Acts as an entry layer that routes traffic into the rest of the system.

2. DNS

Resolves domain names to reachable service endpoints.

Bridges 1 incoming flow to 1 downstream dependency.

3. Load Balancer

Distributes requests across healthy backend instances.

Bridges 1 incoming flow to 1 downstream dependency.

4. API Gateway

Handles api gateway responsibilities in this design.

Bridges 1 incoming flow to 2 downstream dependencies.

5. Auth Service

Verifies identity, sessions, and authorization decisions.

Acts as a sink or system-of-record endpoint in the architecture flow.

6. Core Service

Handles microservice responsibilities in this design.

Bridges 1 incoming flow to 2 downstream dependencies.

7. Realtime Bus

Handles pub sub responsibilities in this design.

Acts as a sink or system-of-record endpoint in the architecture flow.

8. Primary NoSQL DB

Stores high-scale data with flexible schema and throughput.

Bridges 1 incoming flow to 1 downstream dependency.

9. Replica SQL DB

Persists relational data with transactional guarantees.

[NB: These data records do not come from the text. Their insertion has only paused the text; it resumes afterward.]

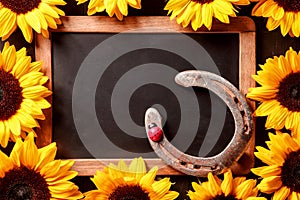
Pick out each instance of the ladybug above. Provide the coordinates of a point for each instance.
(154, 132)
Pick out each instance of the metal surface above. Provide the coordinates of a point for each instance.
(200, 166)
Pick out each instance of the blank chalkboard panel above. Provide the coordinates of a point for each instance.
(105, 74)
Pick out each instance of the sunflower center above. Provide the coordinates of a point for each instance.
(23, 184)
(129, 192)
(289, 5)
(10, 95)
(20, 6)
(20, 191)
(289, 92)
(222, 197)
(290, 174)
(203, 1)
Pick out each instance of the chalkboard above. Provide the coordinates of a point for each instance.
(105, 74)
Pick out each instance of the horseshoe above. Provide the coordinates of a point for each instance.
(201, 166)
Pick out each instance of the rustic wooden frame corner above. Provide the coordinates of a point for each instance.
(244, 26)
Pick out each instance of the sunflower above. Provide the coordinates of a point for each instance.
(283, 13)
(201, 12)
(21, 94)
(281, 176)
(27, 15)
(112, 7)
(229, 189)
(279, 91)
(123, 182)
(32, 173)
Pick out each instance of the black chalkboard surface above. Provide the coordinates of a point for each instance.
(129, 85)
(104, 78)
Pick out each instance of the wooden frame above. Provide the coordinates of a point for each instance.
(244, 26)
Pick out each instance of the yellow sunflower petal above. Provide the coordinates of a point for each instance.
(270, 184)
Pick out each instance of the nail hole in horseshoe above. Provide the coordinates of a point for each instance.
(242, 113)
(213, 167)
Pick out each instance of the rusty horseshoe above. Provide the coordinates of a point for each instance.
(201, 166)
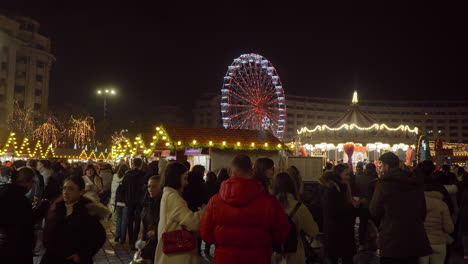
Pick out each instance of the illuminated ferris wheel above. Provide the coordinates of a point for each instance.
(252, 96)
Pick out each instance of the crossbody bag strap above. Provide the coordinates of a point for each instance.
(293, 212)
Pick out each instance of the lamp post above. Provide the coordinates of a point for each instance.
(106, 92)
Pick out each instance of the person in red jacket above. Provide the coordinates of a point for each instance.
(242, 220)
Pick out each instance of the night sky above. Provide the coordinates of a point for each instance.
(168, 54)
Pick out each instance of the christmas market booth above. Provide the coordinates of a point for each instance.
(356, 136)
(213, 148)
(16, 147)
(449, 153)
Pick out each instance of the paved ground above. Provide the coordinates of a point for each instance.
(113, 252)
(116, 253)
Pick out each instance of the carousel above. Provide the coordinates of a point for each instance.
(355, 137)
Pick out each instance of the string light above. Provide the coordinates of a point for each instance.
(82, 131)
(403, 128)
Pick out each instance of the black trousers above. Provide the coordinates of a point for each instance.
(364, 216)
(134, 221)
(408, 260)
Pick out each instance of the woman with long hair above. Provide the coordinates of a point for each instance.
(338, 222)
(175, 214)
(223, 175)
(93, 183)
(118, 203)
(73, 232)
(264, 171)
(284, 189)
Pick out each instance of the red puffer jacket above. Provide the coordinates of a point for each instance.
(242, 221)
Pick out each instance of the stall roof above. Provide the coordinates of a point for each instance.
(231, 136)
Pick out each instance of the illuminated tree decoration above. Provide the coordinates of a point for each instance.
(47, 132)
(21, 120)
(252, 96)
(82, 131)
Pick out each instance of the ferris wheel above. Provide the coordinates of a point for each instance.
(252, 96)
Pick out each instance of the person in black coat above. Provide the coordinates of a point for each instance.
(399, 205)
(73, 233)
(17, 219)
(150, 218)
(195, 191)
(134, 190)
(338, 216)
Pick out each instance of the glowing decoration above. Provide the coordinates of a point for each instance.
(403, 128)
(252, 96)
(355, 100)
(47, 132)
(21, 120)
(82, 130)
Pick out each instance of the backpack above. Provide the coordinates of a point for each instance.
(120, 194)
(290, 244)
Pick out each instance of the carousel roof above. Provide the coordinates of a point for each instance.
(354, 116)
(357, 126)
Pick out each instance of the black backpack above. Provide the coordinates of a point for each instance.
(120, 194)
(290, 244)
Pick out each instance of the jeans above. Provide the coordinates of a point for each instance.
(437, 256)
(364, 216)
(121, 230)
(134, 222)
(408, 260)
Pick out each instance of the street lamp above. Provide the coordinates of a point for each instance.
(105, 93)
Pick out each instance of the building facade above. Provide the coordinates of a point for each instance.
(25, 64)
(436, 119)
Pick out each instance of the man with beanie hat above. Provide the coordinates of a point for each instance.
(399, 206)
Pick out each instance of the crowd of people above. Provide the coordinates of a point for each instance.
(250, 213)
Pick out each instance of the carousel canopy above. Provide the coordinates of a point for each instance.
(354, 116)
(357, 127)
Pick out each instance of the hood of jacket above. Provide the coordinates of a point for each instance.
(93, 208)
(434, 195)
(238, 191)
(97, 209)
(404, 179)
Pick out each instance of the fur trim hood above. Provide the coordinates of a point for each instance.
(434, 195)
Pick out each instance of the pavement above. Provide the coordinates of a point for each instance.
(116, 253)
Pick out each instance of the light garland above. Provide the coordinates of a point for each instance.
(82, 131)
(121, 150)
(352, 126)
(370, 146)
(48, 133)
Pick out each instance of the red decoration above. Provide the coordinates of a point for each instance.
(409, 156)
(360, 149)
(349, 149)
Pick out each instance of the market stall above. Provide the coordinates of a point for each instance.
(213, 148)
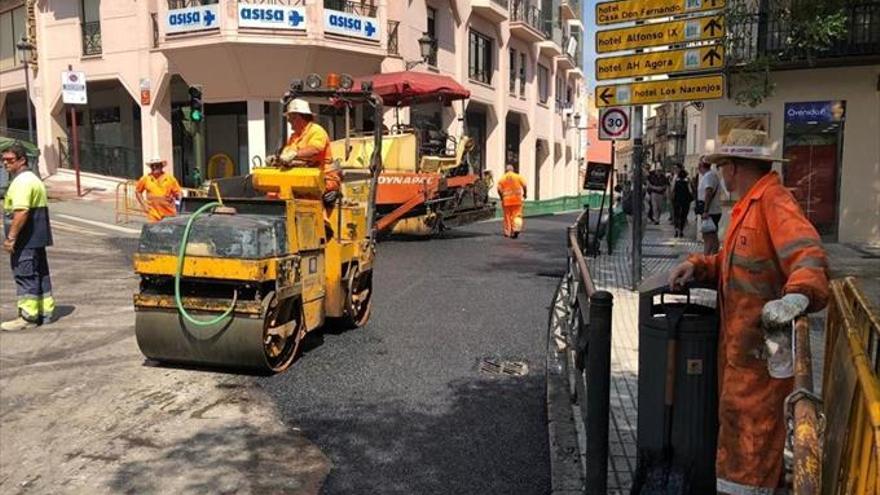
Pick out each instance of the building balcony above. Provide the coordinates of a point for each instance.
(767, 33)
(493, 10)
(525, 21)
(570, 10)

Acts as a sink or system-of-record endpoint in the architecture flow.

Tradeoffs (Latency / Availability / Cost / Complexity)

Decision	Latency	Availability	Cost	Complexity
Keep the request path focused on core business operations	Shorter synchronous path keeps average response time stable	Fewer inline dependencies reduce immediate failure blast radius	Avoids unnecessary infrastructure in the first rollout	Lower coordination overhead for small teams
Keep a clear system of record for transactional writes	Predictable read/write behavior with indexed access	Strong correctness with managed backup and recovery	Storage and IOPS spend grows with write volume	Schema evolution and query tuning required

Why This Scores Well

Availability (35%): Redundant routing and data paths reduce single points of failure under burst traffic.

Latency (20%): Critical-path components are intentionally minimal to keep average latency stable.

Resilience (25%): Clear role separation and bounded dependencies reduce cascading-failure risk.

Cost Efficiency (10%) + Simplicity (10%): Higher complexity is scoped to requirements that actually demand scale or stronger fault tolerance.

FAQ

What should I change first if traffic doubles?

Profile the bottleneck first, then scale the hot path component (usually compute, cache, or read path) before adding new system layers.

Why is WebSockets emphasized in this solution?

It is the highest-leverage topic for this challenge constraints and directly improves score-impacting metrics like latency, availability, or resilience.

How do I validate this architecture quickly?

Run the same challenge in the simulator, compare score breakdown metrics, and then test one tradeoff change at a time.